Donnerstag, 26. Januar 2023

Friedrich Wilhelm Mader: Die Tote Stadt mit Bildern von Karl Mühlmeister

 Karl Rudolf Gustav Mühlmeister (1876–1942/1945) war ein deutscher Maler und Illustrator.

 



 
 


Frontispiz

Das Paläoskop


Münkhuysen zog ein achteckiges Rohr aus der Tasche, ziemlich kurz und dick, und schraubte es auf ein in den Erdboden eingelassenes Gestell fest. Nun begann er durch dieses ganz unbekannte Instrument nach den Sternen zu sehen. Mittels einer kleinen Kurbel stellte er sein Fernrohr ein, das er Paläoskop nannte, weil es, wie er sagte, gestatte, Blicke in uralte, vergangene Zeiten zu tun. Nach wenigen Minuten sagte er: »Jetzt habe ich ihn!« und ersuchte Ernst, durch das Okular zu schauen.
 
 

Mann über Bord!

Alle Rufe und Schreie des Entsetzens und der Warnung kamen jetzt zu spät: schon kämpfte der Held mit den schaumgekrönten Wellen, die ihn jeden Augenblick zu verschlingen drohten. Es schien, als werde er hilflos auf und ab geschleudert, oft verschwand er unter Wasser, doch tauchte er allemal wieder prustend auf und warf sich mit übermenschlich erscheinender Kraft gegen die auf ihn einstürmenden Fluten. Mit Staunen sahen alle, was für ein vorzüglicher, gewandter und kräftiger Schwimmer er war: keiner der anderen hätte sich in diese Strudel gewagt, nicht einmal die italienischen Matrosen, die doch vorzüglich schwammen.


Das Südkreuz

Die Dampfmaschine war inzwischen eingetroffen und wurde dem Schiffe einverleibt. Mittels mächtiger Winden wurde dann das »Südkreuz« auf ein Gestell mit walzenförmigen Rädern gehoben, das reinste Trockendock, und fest mit demselben verbunden. Dann bestiegen unsere Freunde sämtlich mittels einer Strickleiter das Verdeck; Münkhuysen ließ die Kessel heizen und die Maschine in Bewegung setzen, und – siehe da! majestätisch rollte das »Südkreuz« auf seinen zwanzig Rädern durch den Urwald, wie wenn es für Landfahrten gebaut worden wäre.
 
 

An der Eisküste

 
Das »Südkreuz« fuhr nach Osten, die Bankise oder Eisterrasse entlang, die in wechselnder Höhe von fünfzehn bis sechzig Metern und darüber den Südpolarkontinent umgürtet, als letzter Ausläufer der Inlandgletscher. Vorbei an Kap Bird, der äußersten Spitze der vom Erebus ausgehenden Hügelkette, strebte man König-Eduard-des-Siebenten-Land zu.
 
 

Das Verderben vor Augen

 

Nun sollte sich bald die vorhin angedeutete Unvorsichtigkeit rächen: unsere Freunde hatten nämlich, was kaum zu glauben war, vergessen, das Seil auf der Nordseite, der Seite des Aufstiegs, fest zu verankern: es hing da lose hinab. Wie gesagt, hatte es sich auf dem Sattel zwischen zwei Felsen eingeklemmt und einer seiner Knoten hielt es dort an der engsten Stelle fest. Diese Verengung wurde jedoch bloß durch eine dünne vorspringende Felszacke gebildet, die bald absplitterte, als das volle Gewicht der vier Männer aus der Südseite des Seiles hing, ohne irgend ein Gegengewicht auf der Nordseite.

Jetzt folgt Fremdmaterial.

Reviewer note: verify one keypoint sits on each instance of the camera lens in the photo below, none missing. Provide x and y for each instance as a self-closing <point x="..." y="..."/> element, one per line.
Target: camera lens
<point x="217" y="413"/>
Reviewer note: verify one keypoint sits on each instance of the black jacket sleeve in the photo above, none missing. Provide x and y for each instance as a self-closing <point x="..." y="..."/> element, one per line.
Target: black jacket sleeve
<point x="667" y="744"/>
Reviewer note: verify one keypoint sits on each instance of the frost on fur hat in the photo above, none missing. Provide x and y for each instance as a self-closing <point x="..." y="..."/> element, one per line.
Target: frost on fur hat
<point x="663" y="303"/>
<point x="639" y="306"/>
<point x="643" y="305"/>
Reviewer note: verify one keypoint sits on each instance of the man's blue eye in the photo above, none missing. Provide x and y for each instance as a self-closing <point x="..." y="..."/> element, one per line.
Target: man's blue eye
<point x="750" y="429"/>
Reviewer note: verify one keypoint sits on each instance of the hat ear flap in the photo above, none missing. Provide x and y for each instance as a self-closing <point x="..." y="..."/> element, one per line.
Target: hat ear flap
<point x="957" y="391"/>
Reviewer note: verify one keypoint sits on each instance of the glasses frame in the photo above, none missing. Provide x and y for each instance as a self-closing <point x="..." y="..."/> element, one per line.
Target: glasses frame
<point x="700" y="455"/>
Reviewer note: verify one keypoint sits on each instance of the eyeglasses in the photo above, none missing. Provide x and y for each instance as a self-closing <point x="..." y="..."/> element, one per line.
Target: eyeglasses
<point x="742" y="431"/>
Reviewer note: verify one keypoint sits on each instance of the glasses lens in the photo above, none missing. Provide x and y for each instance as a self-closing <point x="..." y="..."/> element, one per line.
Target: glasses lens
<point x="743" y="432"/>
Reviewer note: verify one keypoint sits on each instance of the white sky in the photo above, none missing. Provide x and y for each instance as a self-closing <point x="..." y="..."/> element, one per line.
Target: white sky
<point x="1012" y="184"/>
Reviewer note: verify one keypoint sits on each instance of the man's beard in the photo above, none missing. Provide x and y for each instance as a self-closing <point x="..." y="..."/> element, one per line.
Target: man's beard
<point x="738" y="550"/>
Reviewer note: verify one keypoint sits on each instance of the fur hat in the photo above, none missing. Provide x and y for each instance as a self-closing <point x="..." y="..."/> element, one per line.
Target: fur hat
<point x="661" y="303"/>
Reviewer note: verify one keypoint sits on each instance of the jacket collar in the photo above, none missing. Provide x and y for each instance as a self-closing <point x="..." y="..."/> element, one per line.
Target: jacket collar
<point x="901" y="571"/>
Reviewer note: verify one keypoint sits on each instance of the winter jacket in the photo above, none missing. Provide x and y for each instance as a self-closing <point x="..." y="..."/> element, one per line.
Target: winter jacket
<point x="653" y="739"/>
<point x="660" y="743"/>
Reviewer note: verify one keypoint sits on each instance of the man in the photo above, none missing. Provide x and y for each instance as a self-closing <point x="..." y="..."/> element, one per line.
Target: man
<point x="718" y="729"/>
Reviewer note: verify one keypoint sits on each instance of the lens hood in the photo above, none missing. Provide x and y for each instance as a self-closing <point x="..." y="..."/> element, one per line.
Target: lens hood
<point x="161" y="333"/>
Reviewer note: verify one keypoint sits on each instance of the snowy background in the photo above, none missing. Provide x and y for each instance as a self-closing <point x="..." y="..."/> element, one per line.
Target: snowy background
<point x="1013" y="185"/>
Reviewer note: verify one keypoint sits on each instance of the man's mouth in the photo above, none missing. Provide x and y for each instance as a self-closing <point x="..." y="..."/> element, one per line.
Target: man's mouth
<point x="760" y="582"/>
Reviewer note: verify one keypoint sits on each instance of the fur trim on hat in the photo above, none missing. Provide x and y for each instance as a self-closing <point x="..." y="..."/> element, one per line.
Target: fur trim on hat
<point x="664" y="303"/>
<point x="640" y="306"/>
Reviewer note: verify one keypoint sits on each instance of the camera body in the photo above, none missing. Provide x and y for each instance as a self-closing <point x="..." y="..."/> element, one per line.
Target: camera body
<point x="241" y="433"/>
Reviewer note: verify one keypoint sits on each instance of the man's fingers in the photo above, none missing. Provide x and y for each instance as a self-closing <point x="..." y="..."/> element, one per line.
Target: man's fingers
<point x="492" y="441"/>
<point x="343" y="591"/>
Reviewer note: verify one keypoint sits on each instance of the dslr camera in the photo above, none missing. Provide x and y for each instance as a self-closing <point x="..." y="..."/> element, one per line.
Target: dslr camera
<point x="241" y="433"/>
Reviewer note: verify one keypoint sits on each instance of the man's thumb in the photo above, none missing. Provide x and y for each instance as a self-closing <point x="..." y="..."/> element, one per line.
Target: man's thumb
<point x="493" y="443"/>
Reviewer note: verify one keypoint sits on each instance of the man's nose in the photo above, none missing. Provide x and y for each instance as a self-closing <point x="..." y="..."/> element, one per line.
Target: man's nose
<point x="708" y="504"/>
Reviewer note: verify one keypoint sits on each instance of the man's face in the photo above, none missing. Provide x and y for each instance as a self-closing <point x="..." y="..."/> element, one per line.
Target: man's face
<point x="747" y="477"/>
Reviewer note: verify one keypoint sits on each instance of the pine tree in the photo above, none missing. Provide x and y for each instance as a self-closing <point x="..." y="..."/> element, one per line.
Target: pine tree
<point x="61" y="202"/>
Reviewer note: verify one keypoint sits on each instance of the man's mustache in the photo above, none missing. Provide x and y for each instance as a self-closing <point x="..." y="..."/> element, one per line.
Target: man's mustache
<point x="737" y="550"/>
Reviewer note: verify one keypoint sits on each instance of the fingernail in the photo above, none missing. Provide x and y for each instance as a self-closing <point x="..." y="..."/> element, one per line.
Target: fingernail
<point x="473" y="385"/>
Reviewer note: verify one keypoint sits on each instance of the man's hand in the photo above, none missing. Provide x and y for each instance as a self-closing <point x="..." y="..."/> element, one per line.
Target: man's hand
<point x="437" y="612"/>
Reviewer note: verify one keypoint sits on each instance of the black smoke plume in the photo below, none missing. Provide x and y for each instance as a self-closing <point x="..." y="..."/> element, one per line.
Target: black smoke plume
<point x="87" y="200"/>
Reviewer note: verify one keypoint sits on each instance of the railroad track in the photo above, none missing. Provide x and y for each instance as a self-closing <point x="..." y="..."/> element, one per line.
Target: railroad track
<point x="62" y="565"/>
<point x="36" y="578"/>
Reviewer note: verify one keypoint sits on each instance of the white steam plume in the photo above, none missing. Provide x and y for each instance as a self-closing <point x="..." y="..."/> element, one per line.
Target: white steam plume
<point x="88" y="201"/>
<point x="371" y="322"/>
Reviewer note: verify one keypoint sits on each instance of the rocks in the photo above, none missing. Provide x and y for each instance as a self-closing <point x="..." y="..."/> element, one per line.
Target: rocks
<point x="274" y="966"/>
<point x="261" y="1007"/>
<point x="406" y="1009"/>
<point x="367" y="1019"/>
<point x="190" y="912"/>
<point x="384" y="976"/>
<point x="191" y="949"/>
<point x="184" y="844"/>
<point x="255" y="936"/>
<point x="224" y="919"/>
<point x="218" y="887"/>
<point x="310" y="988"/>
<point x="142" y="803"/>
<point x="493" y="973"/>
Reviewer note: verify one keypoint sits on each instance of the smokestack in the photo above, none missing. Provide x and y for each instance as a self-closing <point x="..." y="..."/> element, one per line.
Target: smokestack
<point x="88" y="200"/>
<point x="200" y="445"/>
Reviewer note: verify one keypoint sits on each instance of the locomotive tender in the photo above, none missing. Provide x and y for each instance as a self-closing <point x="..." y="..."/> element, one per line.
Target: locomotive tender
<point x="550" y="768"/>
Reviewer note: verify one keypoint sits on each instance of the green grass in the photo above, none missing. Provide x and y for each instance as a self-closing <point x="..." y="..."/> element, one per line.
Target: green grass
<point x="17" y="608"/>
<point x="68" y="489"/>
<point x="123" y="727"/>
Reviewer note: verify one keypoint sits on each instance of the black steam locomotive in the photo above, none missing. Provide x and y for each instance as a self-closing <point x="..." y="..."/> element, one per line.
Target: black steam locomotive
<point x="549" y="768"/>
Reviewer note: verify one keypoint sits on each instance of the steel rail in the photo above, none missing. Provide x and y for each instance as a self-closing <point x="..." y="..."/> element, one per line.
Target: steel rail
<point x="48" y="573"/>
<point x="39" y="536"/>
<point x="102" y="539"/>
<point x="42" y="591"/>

Das Seil gab nach. Die daran Hängenden kamen ins Gleiten. Das Seil rutschte über den Bergsattel, erst langsam, dann immer schneller, je weniger davon auf der anderen Seite als schwaches Gegengewicht herabhing. Münchhausens Last war natürlich bei dem Unfall das Ausschlaggebende.

 

Antarktische Jagden

 

»Ach was!« widersprach Münchhausen: »Ein hochbeiniges Walroß ist das: ich kenne es gut von meiner ersten Südpolarfahrt her. Da es jedoch nicht in der See haust, sondern auf dem Landeis, und sein Haupt etwas ungemein Löwenähnliches aufweist, nannten wir es Eislöwe, wonach man sich zu richten hat!« Obgleich die anderen nie recht an die sagenhafte Südpolexpedition des Spaßvogels glaubten, so nahmen sie doch den Namen an, denn der Kopf des Tieres sah wirklich dem eines Löwen in vergrößertem Maßstabe auffallend ähnlich, abgesehen von den walroßartigen Hauern. Im übrigen war es freilich ein Dickhäuter, der auf massigen Beinen einhertrabte, und auch sein dichter Pelz unterschied es wesentlich vom König der Tiere, doch das war ja für die Benennung belanglos, da man ja sogar eine Robbe »Seelöwe« heißt.


Die Seeschlange

Plötzlich stieß Doktor Maibold einen gellenden Schrei aus: »Sehen sie dort, dort!« rief er schreckensbleich und deutete nach rechts ins Meer hinaus. Alle wandten sich dorthin und da wurde ihnen ein Anblick, der ihre Nerven aufs äußerste erschütterte: über den Meeresspiegel erhob sich ein Kopf, gleich dem eines Krokodils, nur geschmeidiger und von nie gesehener Größe, umwallt von einer weißen Mähne, so daß er sich auch mit einem riesigen Pferdehaupt vergleichen ließ. Aus dem aufgesperrten, wohl zwei Meter langen Rachen starrten drei Reihen scharfer Zähne; die grünschillernden, widerlichen Augen drängten sich gleich Kürbissen hervor. Und dieses unförmliche Haupt erhob sich höher und immer höher über dem Wasserspiegel und wiegte sich an einem Schlangenleib, der einem Urwaldbaum an Dicke glich und sich nach allen Seiten hin bog, neigte und wand in blitzschnellen Bewegungen.
 
 

Ein schwerer Unfall

 
 
Als sie sich der Vulkankette näherten, schoß plötzlich aus einer Felskluft ein grauenhaftes Ungetüm hervor. Es ließ sich in seiner furchtbaren Größe kaum übersehen. Der Hals mit dem verhältnismäßig kleinen Kopf glich einer Riesenschlange in vergrößertem Maßstabe, der Schwanz einem Krokodil, und dazwischen erhob sich haushoch der plumpe Leib auf vier massigen Beinen. Die ganze Länge dieses Ungeheuers betrug mindestens fünfunddreißig Meter.